American baseball player (born 1959)

Robert James Reynolds (born April 19, 1959) is a former outfielder in Major League Baseball. He played with the Los Angeles Dodgers and the Pittsburgh Pirates, from 1983 to 1990. He also played in Japan for the Yokohama Taiyo Whales and Kintetsu Buffaloes, from 1991 to 1993.

==Career==
Reynolds broke in as a September call-up with the Dodgers in 1983. On September 11, Reynolds' suicide squeeze bunt in the bottom of the ninth inning helped the Dodgers defeat the Atlanta Braves amid the pennant race. The Dodgers finished three games ahead of the second-place Braves.

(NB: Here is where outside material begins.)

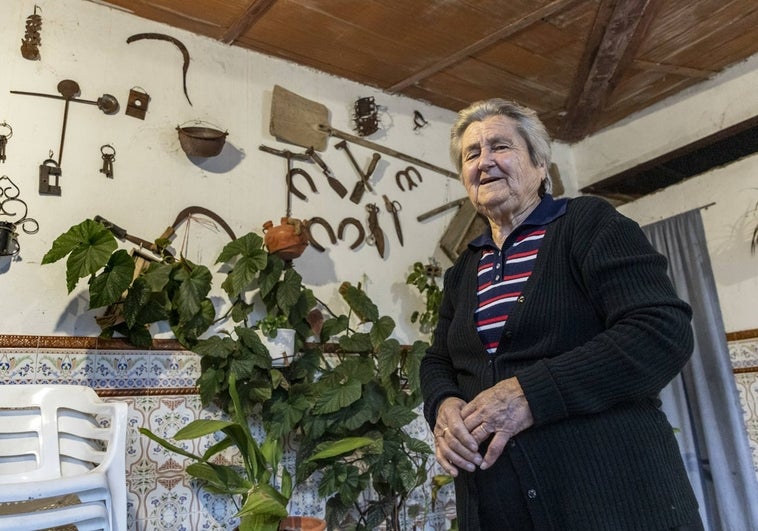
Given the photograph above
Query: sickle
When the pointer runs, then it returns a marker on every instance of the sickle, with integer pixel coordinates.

Reynolds spent 1984 and most of 1985 with the Dodgers, playing in more than half the team's games. On August 31, 1985, just before the trade deadline, the Dodgers obtained third baseman Bill Madlock from the Pirates to shore up their run for the playoffs. Three days later, Reynolds was sent to Pittsburgh (along with Cecil Espy and Sid Bream) as a player to be named later.

Leading off the Pirates 1986 season opener, Reynolds hit a home run off of the New York Mets' Dwight Gooden. He played in all six games of the 1990 NLCS, getting two hits and two walks in ten at-bats as the Pirates fell to the eventual champion Cincinnati Reds.

After the 1990 season, Reynolds did not re-sign with the Pirates or any other Major League team. He played for three years in Japan before retiring at age 34.

In 786 games over eight seasons, Reynolds posted a .267 batting average (605-for-2270) with 288 runs, 35 home runs, 294 RBIs, 109 stolen bases and 190 bases on balls. He finished his career with a .973 fielding percentage playing at all three outfield positions.